Bereaved Consumers Given Chance To Opt Out Of Mother's Day Emails

Brands are showing emotional intelligence as they conduct their Mother’s Day campaigns — by letting people opt out during this painful time of year for many. 

Firms such as Passion Planner, Open Table, Jeni’s Splendid Ice Creams, Etsy and Bloom & Wild, are asking consumers up front if they would rather not receive Mother’s Day-themed emails, according to the Washington Post. And many people appreciate the consideration. 

This issue has its origins in the direct-mail business, when parents sometimes received a baby-themed mailer a day or two after their baby had died. 

The only way to avoid that in the old days was to match a firm’s mailing list against a so-called “deceased file.” But it was far from reliable, given the timing of analog mailings and the sloppiness of the lists.   



Even in the era of real-time marketing, it is not always possible to avoid sending an unwanted email. Kate Spencer, author of “The Dead Moms Club,” received a barrage of emails almost immediately after her mother’s demise from pancreatic cancer in 2007, according to the Post. 

One way around it is to send emails up front asking shoppers if they would like to opt out, and many firms are doing that. One downside is that consumers may be overwhelmed by the plethora of “opt-out” emails coming in. 

This debate is taking place as the first post-pandemic Mother’s Day is about to be celebrated and consumers are primed to spend $245 per person, experts say. Countless Americans have lost parents or other loved ones to COVID-19.
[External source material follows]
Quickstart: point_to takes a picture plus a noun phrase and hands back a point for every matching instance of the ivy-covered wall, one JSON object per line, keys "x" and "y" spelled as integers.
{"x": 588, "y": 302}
With retailers facing “supply chain shortages and fierce competition from the blurred lines between brick-and-mortar, eCommerce and DTC, brands increasingly realize the critical element of communicating with customers in a personalized and authentic way,” says Michael Osborne, president of Wunderkind. 
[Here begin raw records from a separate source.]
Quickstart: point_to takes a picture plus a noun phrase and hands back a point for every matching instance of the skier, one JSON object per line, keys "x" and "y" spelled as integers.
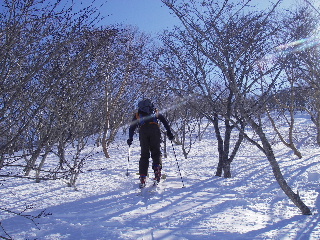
{"x": 150, "y": 137}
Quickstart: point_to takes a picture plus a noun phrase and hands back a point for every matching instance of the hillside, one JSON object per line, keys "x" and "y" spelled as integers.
{"x": 107, "y": 204}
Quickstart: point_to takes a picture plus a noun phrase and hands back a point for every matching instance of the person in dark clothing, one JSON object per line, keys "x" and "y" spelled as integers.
{"x": 150, "y": 138}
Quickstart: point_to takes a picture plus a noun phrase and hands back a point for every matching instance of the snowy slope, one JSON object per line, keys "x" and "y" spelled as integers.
{"x": 107, "y": 204}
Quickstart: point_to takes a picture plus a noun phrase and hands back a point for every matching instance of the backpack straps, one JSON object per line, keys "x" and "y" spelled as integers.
{"x": 142, "y": 121}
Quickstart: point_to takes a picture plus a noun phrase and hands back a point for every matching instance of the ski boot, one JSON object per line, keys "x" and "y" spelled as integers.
{"x": 157, "y": 173}
{"x": 142, "y": 183}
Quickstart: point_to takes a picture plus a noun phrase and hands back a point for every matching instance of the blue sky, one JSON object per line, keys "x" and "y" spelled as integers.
{"x": 150, "y": 16}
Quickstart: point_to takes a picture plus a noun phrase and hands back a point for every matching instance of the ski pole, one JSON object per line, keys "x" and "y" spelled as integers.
{"x": 183, "y": 186}
{"x": 127, "y": 174}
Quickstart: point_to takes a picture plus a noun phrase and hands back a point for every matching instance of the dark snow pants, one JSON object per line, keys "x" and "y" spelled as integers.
{"x": 150, "y": 139}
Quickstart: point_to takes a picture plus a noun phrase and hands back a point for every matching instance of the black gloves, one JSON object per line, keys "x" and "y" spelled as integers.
{"x": 170, "y": 135}
{"x": 129, "y": 141}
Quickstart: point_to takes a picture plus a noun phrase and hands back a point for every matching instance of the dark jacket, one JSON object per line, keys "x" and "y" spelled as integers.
{"x": 141, "y": 118}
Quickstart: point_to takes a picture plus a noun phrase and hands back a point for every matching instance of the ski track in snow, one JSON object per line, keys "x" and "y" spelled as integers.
{"x": 107, "y": 205}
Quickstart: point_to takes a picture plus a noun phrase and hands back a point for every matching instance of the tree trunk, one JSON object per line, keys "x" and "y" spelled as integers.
{"x": 295, "y": 198}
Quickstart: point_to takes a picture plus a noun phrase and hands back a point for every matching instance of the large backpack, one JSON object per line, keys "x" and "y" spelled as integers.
{"x": 146, "y": 106}
{"x": 150, "y": 113}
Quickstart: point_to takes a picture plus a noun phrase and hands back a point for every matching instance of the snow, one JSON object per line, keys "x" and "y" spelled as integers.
{"x": 107, "y": 204}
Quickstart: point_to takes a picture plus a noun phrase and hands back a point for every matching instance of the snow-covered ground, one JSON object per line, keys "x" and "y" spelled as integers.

This personalized messaging strategy extends to "consumers' preferred engagement channels like mail and text and frequency and tone,” Osborne adds.  

Osborne hopes that brands “will use this moment as a catalyst for ongoing efforts to infuse greater personalization and consideration into the brand-customer relationship.” 

He concludes: “Giving people the ability to opt-out of a brand's promotional holiday messaging gives consumers a choice, for example, which may increase brand loyalty and retention in the long run.”